4). Run the following command to start the process:
nohup java SlowClockDetectorLinux -server <server_url> -user <admin_usr> -password <password> -script col_linux.sh -pid <ems_pid> >>EMSMonitor.log 2>&1 &
replace <server_url> <admin_usr> <password> <ems_pid] respectively
Note:
The threshold is hard set to two seconds. This means if the "info" command does not return in two seconds, the shell script will be called. You can change the threshold accordingly.
The attached script (Filename: Slow_Clock_Collector.zip) will do the following:
- Get five consecutive pstack of the EMS process, one second apart.
You can add additional OS commands to check CPU, memory and disk IO utilization before the pstack. For example, you can add the following commands:
top -H -n 1 -p $pid
vmstat 1 5
iostat -d -x 1 5
iostat -c 1 5
Get 15 seconds of tcpdump capture on any interface. The tcpdump capture will be saved in the current working directory of the Java code.
It is possible to run the same on other *NIX system with slight changes.
For Solaris:
The equivalent command of tcpdump on Solaris is snoop. Snoop cannot capture on "ANY" interface so an interface name needs to be specified explicitly:
snoop -d e1000g0 -s 0 -o $tcpdump_log$curtime tcp port 7222 &
Here "e1000g0" will be replaced with the interface name on your host. Similarly the 7222 has to be changed to the EMS listen port.
The way the Java code calls an external shell script works differently from Linux to Solaris, specifically the "sh" command is in a different path.
The SlowClockDetectorSolaris is provided for Solaris.

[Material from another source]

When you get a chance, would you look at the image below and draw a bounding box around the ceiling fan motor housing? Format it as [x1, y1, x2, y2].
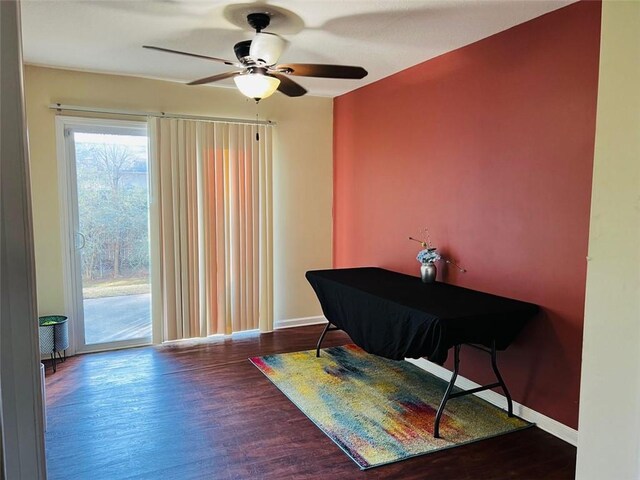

The command to run would be:
java SlowClockDetectorSolaris -server <server_url> -user <admin_usr> -password <password> -script col_sol.sh -pid <ems_pid> >>EMSMonitor.log 2>&1
You can change the Java program and the shell script as needed if there is a requirement to run this on HPUX or AIX. Keep in mind that pstack command is not available on both HP-UX and AIX.
Revision: [2015-09-28] Added timestamp for each probe | Added optional threshold for "slow" determination, which previously defaults to two seconds.